At Il Margutta, the visionary pop exhibition by the artist Marco Innocenti (Brivido Pop) reveals a disruptive and humorous approach to Leonardo’s art and legacy. The display is hosted in one of the most popular vegetarian restaurants of the capital whose owners, Claudio and Tina Vannini, combine food and art. Leonardo da Vinci perfectly fits in this context as he was probably a vegetarian himself.

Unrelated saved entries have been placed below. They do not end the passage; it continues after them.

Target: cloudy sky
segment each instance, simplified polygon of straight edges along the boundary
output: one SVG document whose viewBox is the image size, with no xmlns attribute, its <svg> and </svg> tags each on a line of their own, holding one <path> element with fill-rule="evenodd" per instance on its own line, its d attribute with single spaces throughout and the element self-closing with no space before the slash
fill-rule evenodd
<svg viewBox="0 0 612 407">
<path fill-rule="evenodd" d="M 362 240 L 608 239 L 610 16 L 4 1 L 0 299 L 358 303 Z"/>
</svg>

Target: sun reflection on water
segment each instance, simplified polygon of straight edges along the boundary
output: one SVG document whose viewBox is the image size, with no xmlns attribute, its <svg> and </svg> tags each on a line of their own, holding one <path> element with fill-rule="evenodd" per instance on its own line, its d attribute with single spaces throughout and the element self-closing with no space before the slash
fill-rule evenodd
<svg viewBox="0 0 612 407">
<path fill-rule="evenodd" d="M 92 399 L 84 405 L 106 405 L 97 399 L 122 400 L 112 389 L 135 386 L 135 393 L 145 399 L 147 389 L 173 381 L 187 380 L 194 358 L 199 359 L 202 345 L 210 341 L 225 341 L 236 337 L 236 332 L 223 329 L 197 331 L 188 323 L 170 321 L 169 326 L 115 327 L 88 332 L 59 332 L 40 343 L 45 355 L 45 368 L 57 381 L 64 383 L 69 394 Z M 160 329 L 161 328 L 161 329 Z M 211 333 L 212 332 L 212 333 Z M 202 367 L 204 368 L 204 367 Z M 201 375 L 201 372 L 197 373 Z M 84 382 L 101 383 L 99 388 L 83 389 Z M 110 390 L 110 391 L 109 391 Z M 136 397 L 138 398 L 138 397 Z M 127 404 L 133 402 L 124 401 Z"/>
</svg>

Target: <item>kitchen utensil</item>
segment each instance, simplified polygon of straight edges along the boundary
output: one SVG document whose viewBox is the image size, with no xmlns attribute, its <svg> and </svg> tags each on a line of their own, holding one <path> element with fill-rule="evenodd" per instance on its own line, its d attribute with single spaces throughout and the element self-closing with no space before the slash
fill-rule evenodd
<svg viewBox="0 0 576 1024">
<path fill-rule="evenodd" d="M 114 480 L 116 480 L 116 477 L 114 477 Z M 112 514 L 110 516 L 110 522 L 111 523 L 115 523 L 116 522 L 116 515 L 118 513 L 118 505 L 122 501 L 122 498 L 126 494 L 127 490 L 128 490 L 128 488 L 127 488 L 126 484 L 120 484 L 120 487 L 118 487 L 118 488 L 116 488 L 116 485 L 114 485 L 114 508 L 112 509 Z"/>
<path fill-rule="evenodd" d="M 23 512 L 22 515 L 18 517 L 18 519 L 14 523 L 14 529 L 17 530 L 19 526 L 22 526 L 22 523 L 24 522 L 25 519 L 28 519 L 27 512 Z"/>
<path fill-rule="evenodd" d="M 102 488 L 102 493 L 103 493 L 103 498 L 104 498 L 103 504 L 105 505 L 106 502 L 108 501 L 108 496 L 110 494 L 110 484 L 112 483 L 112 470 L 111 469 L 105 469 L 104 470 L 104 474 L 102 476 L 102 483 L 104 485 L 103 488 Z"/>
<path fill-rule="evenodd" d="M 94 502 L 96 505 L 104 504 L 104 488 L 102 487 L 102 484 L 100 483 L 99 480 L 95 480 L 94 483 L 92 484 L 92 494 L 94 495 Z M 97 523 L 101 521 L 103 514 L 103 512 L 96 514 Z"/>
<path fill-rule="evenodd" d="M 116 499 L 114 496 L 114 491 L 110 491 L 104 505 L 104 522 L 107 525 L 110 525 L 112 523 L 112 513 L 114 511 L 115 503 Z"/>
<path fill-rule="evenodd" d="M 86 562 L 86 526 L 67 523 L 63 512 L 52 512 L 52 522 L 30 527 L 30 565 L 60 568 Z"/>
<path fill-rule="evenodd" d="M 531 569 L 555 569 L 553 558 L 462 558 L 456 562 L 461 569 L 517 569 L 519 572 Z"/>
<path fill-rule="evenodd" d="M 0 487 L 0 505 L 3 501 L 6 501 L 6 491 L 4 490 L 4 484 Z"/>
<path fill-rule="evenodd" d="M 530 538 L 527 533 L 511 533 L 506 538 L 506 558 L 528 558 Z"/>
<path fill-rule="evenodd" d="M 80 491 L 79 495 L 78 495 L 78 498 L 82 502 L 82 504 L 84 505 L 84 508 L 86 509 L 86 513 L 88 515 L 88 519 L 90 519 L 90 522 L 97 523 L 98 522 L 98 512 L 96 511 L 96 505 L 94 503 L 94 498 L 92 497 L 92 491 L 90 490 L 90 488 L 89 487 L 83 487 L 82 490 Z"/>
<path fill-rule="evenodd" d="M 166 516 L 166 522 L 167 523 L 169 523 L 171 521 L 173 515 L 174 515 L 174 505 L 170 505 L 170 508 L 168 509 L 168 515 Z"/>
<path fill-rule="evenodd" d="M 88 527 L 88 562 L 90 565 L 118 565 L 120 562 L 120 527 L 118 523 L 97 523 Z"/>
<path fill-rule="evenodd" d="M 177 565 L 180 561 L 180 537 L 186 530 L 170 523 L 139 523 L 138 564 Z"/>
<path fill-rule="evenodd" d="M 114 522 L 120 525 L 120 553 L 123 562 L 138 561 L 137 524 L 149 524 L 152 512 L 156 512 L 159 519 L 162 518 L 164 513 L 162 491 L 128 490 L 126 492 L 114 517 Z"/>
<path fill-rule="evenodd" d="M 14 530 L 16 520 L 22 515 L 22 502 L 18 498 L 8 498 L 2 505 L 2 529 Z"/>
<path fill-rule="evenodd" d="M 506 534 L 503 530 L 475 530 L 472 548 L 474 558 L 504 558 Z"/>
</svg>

The artworks on display are all collages that focus on Leonardo’s most famous paintings and ironically comment on their connections with modern art, cinema and the world of celebrities. They are reminiscent of Edoardo Paolozzi’s artwork as well as of pop art but without the political angle. In Brivido Pop’s work the emphasis seems to be on the social issues where the ludic intent is pervasive and the crowding of images on the canvas convey the comic aspect of our overloaded, hedonistic society. The collage works surreptitiously comment and allude to the weaknesses and fears of our society, indulging in an intentional binge of images of icon figures. This is clear in ‘Amiche Mie’ (my girlfriends) in which ‘Lady with an Ermine’ and ‘Le Belle Ferronière’ are juxtaposed to the stars of the cinema of the 1950s and 1960s. ‘Il Vigile Vitruvio’ (the Vitruvian traffic policeman) humorously alludes to the perfect proportions of the human body in Vitruvius’s treatise and portraits Italian actors such as Alberto Sordi as a traffic warden and Walter Chiari, as well as referring to Keith Haring’s artwork. Other intriguing works are the ones inspired by ‘The Last Supper’ (‘Supper, Supper’), with a display of vegetarian food on the table and famous Renaissance portraits in place of the disciples; ‘Facciamo la Pace’ (let’s make peace), with portraits of religious leaders and the face of ‘Salvator Mundi’ by Leonardo in the middle, and ‘ ‘Il Padrino, Er Mellino’ referring to The Godfather and to ‘The Lady with an Ermine’. It is a revisitation that provokes and entertains.
Leonardo’s work and life are an incredible demonstration of the boundless potentials of human beings. Vasari claimed that he had ‘supernatural gifts, gifts of god’ and that his intellect was ‘divine and miraculous’. According to his contemporaries, he combined ingegno (genius) and virtù (worth and merit). He was a great artist but at the same time he relied on science and mathematics. According to him, a painter had to learn perspective and proportions at first, then copy from great masters and nature, practice and finally surpass their master.
During his life, he moved from one court to the other searching for the ideal patron who could allow him to develop his art and his projects, ending his life in France at the court of Francis I. His characteristic sfumato style, that is, the technique of blending tones, well symbolises his vision that wished to explore what he saw in nature not as a simple imitation but as a source of progress in human thirst for knowledge.